Da un punto di vista strutturale la coltivazione dell’amore modifica la struttura
transitoria del super–io: aiuta a sostituire l’atteggiamento critico, la severità e
l’intolleranza con la comprensione e la pazienza. Quando la struttura superegoica è
stata modificata dalla violenza all’amore, i meccanismi di difesa cessano di agire,
perché non è più necessario proteggere l’io dalla violenza del Super-io.
Quando i meccanismi di difesa sono caduti, il male può essere riconosciuto in quanto
non ve n’è più paura, la vita gioiosa del “bambino” interiore, i suoi bisogni profondi
possono essere finalmente espressi in maniera spontanea.
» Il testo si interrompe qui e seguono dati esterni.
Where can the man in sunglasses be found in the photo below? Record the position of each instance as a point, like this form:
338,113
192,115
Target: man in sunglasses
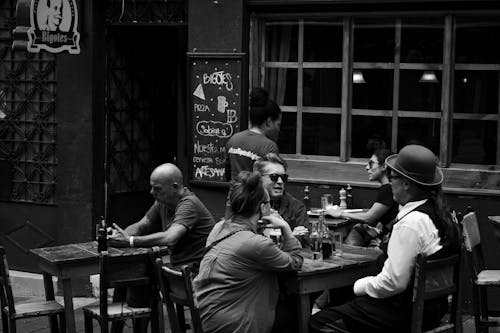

Allora può verificarsi un
vero processo di purificazione ed uno sviluppo in senso transpersonale.
L’abilità di guardare a sé stessi senza filtri percettivi o, ancora meglio, di vedere come i
filtri percettivi riescono a creare illusione e sofferenza, dà al ricercatore o al paziente
un senso di libertà, di potere e di sicurezza. La possibilità di sviluppare l’amore con le
proprie energie crea indipendenza dagli altri e libera le relazioni interpersonali da inutili
ed irrealistiche aspettative. La capacità di consapevolezza e di trasformazione delle
strutture costituenti il proprio livello di identità richiede che noi impariamo a pensare in
modo positivo. Forse il segreto più prezioso della tradizione orientale è quello della
potenza del pensiero: sia le Upanishad che il Buddha hanno affermato che noi
diveniamo ciò che pensiamo: il pensiero ha un potere creativo e determina i
sentimenti, le emozioni e gli stati fisici.
Al fine di imparare a pensare abbiamo bisogno di immergere la nostra attenzione nelle
tradizioni sacre dove Verità e Amore vengono rivelate. Lungo questo percorso
luminoso possiamo realizzare quello stato di positività interiore e sicurezza che ci
trasforma in strumenti della volontà Divina, che è il vero scopo per cui siamo nati.
[1]
Wilber K., What is enlightenment?, n. 12, Fall-Winter 1997.
[2]
Wilber K., Sex, Ecology, Spirituality, Shambhala, Boston & London 1995.